Ring the Carers UK helpline for more information.
Thanks guys for your responses, I should have added that my job involves looking after people in residential care and my background is in Counselling. All the points raised I have reflected on in the past and can honestly say that my mum has structure, boundaries and I am very lucky to be aware of how carers can be manipulated. I think the reason why help wasn't sought over the years was partly in that my mums condition was hidden, maybe due to the fact my dad was embarrassed and the stigma that comes from having the crazy woman who lives in the house down the street, my apologies if that comes across as being offensive. I think another thing is my mums capacity, at times you wouldn't question it and others I scares you.

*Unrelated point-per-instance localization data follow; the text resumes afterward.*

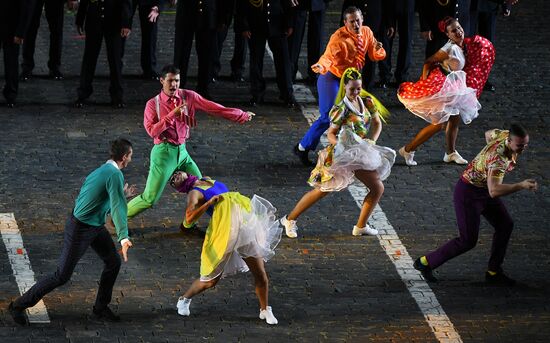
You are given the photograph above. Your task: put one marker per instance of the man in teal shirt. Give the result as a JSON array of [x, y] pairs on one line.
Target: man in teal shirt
[[103, 191]]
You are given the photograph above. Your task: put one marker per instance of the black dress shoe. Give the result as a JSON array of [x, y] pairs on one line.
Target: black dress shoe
[[303, 156], [56, 74], [237, 78], [255, 101], [118, 104], [106, 313], [426, 271], [382, 84], [499, 279], [25, 75], [18, 315], [292, 103], [152, 75], [489, 87]]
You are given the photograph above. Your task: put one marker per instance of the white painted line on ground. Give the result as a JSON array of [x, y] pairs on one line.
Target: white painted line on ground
[[21, 265], [419, 289]]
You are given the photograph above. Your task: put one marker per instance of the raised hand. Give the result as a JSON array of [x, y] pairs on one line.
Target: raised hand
[[250, 115], [530, 184], [130, 191]]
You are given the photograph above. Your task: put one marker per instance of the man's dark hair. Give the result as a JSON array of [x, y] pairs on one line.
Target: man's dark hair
[[350, 10], [119, 148], [169, 69], [518, 130]]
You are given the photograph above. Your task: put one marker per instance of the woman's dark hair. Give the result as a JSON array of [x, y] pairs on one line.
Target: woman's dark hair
[[119, 148], [351, 10], [445, 22], [518, 130], [169, 69]]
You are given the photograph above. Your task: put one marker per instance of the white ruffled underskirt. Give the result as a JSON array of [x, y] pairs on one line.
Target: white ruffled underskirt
[[353, 153], [454, 98], [254, 234]]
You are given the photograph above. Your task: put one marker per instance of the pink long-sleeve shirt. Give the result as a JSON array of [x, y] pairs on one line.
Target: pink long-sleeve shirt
[[163, 126]]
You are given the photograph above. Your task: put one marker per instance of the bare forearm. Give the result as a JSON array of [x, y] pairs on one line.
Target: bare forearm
[[375, 130], [192, 216]]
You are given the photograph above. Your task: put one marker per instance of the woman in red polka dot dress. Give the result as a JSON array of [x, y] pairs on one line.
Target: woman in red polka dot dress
[[451, 82]]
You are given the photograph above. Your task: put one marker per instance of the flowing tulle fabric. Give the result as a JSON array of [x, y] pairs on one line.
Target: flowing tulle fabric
[[252, 233], [439, 97], [352, 153]]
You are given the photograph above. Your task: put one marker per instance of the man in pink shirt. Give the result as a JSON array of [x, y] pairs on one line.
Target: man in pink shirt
[[168, 118]]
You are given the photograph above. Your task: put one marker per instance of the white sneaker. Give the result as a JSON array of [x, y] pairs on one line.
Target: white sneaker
[[454, 157], [267, 314], [290, 227], [367, 230], [408, 156], [183, 306]]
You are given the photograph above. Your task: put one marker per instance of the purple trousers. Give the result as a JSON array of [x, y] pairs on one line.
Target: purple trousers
[[471, 203]]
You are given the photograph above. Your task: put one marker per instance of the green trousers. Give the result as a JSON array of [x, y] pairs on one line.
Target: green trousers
[[165, 160]]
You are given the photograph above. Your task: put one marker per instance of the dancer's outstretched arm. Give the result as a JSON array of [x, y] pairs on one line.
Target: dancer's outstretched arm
[[196, 206]]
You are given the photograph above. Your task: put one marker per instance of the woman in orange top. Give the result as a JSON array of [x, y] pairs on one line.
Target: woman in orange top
[[347, 48]]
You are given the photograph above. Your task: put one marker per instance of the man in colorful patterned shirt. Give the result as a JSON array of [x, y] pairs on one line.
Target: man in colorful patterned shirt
[[478, 193]]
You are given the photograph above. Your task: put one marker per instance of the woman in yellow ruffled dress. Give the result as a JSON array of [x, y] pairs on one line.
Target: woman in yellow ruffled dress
[[241, 236], [355, 126]]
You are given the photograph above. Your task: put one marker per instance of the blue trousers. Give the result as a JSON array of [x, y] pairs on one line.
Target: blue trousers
[[327, 87], [78, 237]]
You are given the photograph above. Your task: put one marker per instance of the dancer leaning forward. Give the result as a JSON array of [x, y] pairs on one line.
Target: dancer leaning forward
[[241, 236], [354, 129], [452, 81]]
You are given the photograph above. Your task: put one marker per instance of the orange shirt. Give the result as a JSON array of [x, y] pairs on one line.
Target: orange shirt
[[341, 52]]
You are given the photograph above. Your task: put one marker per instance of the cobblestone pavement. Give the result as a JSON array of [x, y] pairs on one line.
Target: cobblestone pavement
[[326, 285]]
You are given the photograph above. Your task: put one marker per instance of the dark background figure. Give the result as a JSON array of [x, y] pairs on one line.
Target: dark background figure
[[107, 20], [228, 12], [483, 21], [314, 12], [199, 19], [14, 21], [430, 12], [398, 18], [270, 21], [372, 17], [148, 12], [54, 15]]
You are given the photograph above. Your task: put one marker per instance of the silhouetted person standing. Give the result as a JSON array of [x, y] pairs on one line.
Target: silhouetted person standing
[[54, 15], [107, 20], [14, 21]]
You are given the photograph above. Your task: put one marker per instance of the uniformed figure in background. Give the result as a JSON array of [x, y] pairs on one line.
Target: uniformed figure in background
[[14, 21], [314, 12], [372, 17], [239, 47], [54, 15], [148, 12], [398, 19], [430, 12], [107, 20], [199, 19], [270, 21]]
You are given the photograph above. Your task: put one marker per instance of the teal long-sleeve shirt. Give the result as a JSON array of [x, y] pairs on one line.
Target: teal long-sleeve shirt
[[103, 191]]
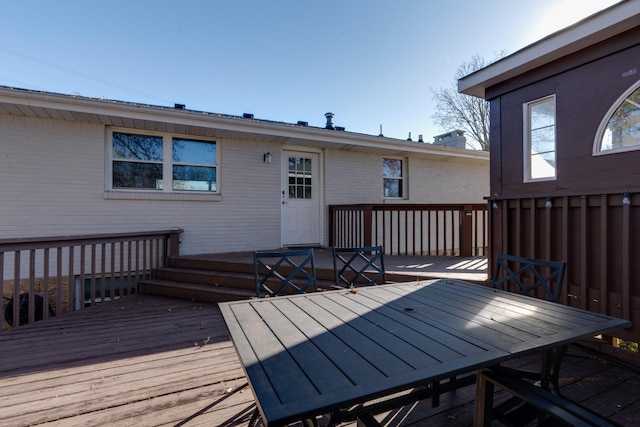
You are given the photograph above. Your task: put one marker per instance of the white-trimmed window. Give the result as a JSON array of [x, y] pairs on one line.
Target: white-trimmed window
[[619, 131], [540, 140], [161, 162], [392, 177]]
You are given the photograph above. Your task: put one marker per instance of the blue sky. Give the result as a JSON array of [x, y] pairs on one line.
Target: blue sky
[[370, 62]]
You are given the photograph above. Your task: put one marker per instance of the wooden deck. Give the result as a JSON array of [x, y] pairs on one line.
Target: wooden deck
[[154, 361]]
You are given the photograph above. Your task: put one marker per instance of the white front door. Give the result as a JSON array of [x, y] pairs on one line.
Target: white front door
[[300, 198]]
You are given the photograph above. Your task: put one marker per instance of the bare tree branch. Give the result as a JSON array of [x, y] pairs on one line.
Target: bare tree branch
[[458, 111]]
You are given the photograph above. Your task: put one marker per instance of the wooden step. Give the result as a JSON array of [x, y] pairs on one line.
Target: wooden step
[[224, 278], [194, 291]]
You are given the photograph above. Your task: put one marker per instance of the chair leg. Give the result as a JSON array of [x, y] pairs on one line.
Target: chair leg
[[310, 422], [254, 418]]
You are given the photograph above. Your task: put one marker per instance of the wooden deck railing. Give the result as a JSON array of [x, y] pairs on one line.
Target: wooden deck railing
[[404, 229], [48, 276]]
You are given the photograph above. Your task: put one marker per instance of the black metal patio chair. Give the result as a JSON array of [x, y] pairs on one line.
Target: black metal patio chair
[[284, 272], [531, 277]]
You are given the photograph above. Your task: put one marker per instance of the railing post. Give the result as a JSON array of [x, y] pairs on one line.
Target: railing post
[[174, 243], [367, 213], [332, 226], [466, 231]]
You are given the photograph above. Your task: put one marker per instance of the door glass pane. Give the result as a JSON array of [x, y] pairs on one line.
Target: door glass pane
[[300, 181]]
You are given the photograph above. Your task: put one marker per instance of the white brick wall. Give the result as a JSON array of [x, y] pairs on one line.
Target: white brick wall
[[428, 181], [52, 179]]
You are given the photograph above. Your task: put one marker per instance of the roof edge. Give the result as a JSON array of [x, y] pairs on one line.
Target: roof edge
[[593, 29]]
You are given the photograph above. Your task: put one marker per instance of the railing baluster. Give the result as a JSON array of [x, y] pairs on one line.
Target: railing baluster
[[32, 285], [16, 288]]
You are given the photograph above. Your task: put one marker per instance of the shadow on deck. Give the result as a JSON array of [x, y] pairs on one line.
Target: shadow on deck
[[473, 269]]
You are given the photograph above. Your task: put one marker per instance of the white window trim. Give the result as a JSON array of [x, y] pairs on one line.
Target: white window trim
[[526, 148], [403, 178], [167, 193], [605, 121]]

At present I am accessing help and trying to get her assessed, I have explained this to my employer and asked that they try and support me and I will do my upmost to lesson the impact my mum I having on my work and taking time off. I have requested flexible working and used my annual leave to cover as much as possible. Its just like this morning I asked my manager why they had refused the unpaid leave i had requested, their answer was basically that I'm not special and why should I get more leave than other staff. As I explained in not special but I do care for my mum, they then just went on about only allowing me a reasonable amount of time off to deal with my mum, it is just a frustrating situation.
It is a very tough call. Good luck with it. In your line of work, a skilled and caring employee like you is a real asset, and one solution that occurs to me - may be unrealistic, maybe not - is to find a better, more sympathetic, employer.
I'm appalled that your employer is so unsympathetic, given your occupation.